Bij Rome betekent dit dat het evangelie afhankelijk wordt gemaakt van wat de kerk als waarheid verkondigt. Bij de dopersen wordt het evangelie afhankelijk van wat iedere individuele gelovige als waarheid heeft ervaren. De reformatoren keerden de volgorde radicaal om. Het is een fundamenteel gereformeerde overtuiging dat de kerk wordt voortgebracht door het Woord en niet andersom. Op de prediking van het evangelie komen mensen tot geloof en zo wordt de gemeenschap der heiligen gevormd.

 

Niet zozeer omdat de kerk ze aanneemt…(1)

Eén van de meest belangrijke consequenties van de gereformeerde overtuiging is, dat de kerk de totale reikwijdte en diepte van het levende Woord nooit in haar greep kan krijgen of kan beheersen. In het naspreken van dat Woord kan de kerk alleen maar onvolledig zijn en ze moet er voortdurend tegen strijden om de glans van het Woord niet te verduisteren. De kerk geeft geen bestaansrecht aan de Bijbel. De Bijbel levert wel bestaansrecht aan de kerk. Want de Bijbel is het Woord, waarin haar Heere zijn liefde aan haar heeft verklaard en waarin Hij zich aan haar heeft verbonden. De kerk is van zichzelf bezien een kerk van zondaren, die vooral veel verkeerd denken en doen. Daarom bestaat het groeien in een dieper inzicht in de Schriften ook in een voortdurend strijden tegen eigen wil en eigen inzichten. Wanneer het andersom zou zijn en de kerk het Woord zou voortbrengen, dan zou de kerk van het begin tot het eind de grenzen van het Woord kunnen bepalen en het volledig beheersen.

 

Niet zozeer omdat de kerk ze aanneemt…(2)

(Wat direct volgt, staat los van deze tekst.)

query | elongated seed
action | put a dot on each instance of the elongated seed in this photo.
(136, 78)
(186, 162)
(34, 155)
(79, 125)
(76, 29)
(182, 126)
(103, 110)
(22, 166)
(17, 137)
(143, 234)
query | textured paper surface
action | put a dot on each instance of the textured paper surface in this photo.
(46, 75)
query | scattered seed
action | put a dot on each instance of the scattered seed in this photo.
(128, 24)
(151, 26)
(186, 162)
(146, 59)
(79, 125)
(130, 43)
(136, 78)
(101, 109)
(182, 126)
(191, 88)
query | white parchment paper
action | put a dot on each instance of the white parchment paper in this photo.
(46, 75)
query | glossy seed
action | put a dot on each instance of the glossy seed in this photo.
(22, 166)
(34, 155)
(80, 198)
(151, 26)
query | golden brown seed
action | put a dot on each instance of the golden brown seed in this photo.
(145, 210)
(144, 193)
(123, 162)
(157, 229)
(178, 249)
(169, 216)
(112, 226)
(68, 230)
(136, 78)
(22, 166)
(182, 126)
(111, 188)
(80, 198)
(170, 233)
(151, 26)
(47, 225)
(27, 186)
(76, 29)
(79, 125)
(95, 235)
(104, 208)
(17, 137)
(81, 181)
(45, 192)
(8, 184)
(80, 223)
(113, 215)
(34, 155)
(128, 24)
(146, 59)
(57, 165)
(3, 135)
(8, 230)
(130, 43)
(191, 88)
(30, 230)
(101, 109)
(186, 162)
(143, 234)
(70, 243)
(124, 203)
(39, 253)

Deze gereformeerde overtuiging heeft ook consequenties voor de onderlinge omgang in de kerk. Het zegt, zeker in de huidige verdeelde kerkelijke situatie, ook iets over de onderlinge omgang tussen kerken. Die wordt dan bepaald door de gelovige onderwerping aan het Woord van God. Dat heeft tot gevolg dat iedereen aanspreekbaar is op de Schrift en op de gereformeerde belijdenis, waarvan we geloven dat die Gods Woord naspreekt. Daarom hebben we ons daar van harte aan gebonden. Dat is de toetssteen voor onze opvattingen. Samen als leerlingen van het Woord en niet zozeer als elkaars leraren. Discussie en verschil in beleving is op die manier niet iets om bij voorbaat beducht voor te zijn. Maar het draagt dan zelfs bij aan verrijking en opscherping van elkaar.

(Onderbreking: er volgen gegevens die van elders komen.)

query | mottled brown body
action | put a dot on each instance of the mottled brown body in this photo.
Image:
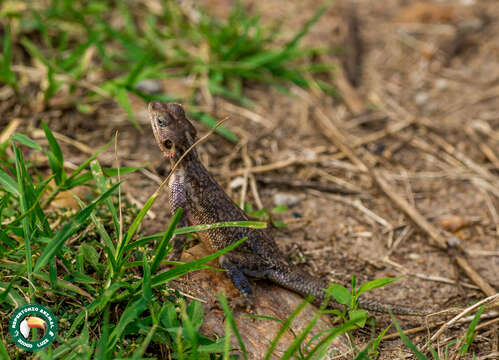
(203, 201)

Kortom, de onderlinge omgang met elkaar en de ruimte die er is voor verschil in opvatting en geloofsbeleving, is afhankelijk van Gods Woord en niet van mensen. Daarom moeten we het zicht op de volle diepte en breedte van het Woord niet vernauwen door de Bijbel te benaderen door de bril van allerhande kerkelijke uitspraken, zoals Rome doet. Evenmin mogen we de Bijbel lezen door de bril van onze eigen vroomheid. Want dan zou iedereen zijn eigen individuele ruimte op kunnen eisen of juist anderen binden aan zijn beperkte ruimte.

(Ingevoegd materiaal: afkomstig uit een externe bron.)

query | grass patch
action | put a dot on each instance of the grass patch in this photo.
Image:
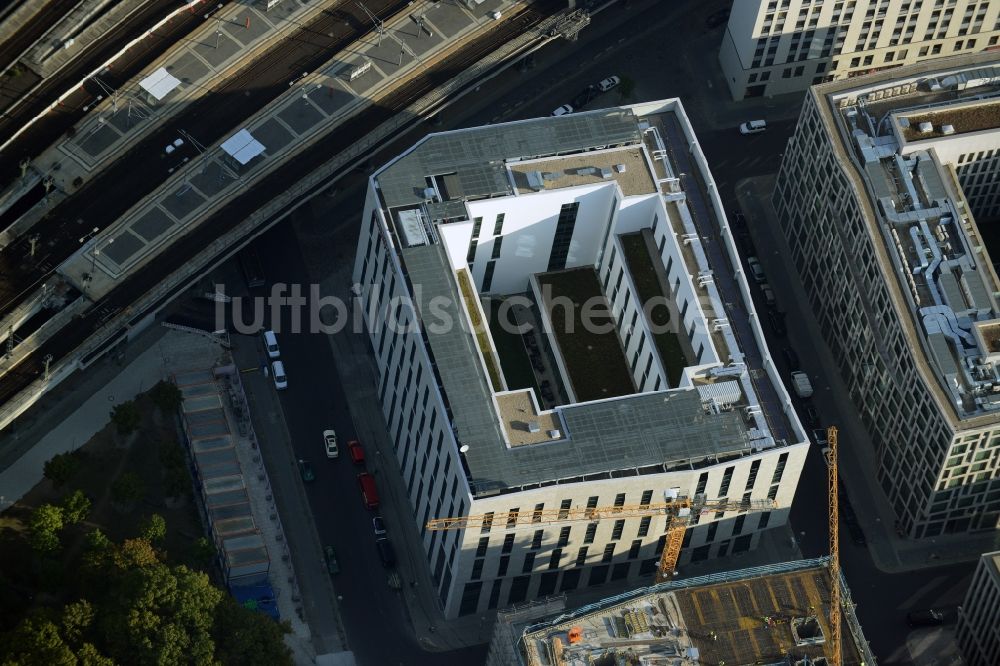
(471, 299)
(643, 273)
(593, 354)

Hoe kun je nu weten hoeveel ruimte er is? Kijk dan maar naar boven en kijk om je heen. Onderwerp je maar aan het Woord. Samen met de andere broeders en zusters, in wie de Geest ook door het Woord getuigt dat zij kinderen van God zijn. Dan krijg je met iedereen die zich aan dat ene Woord wil onderwerpen, de ruimte om te groeien in een steeds dieper inzicht.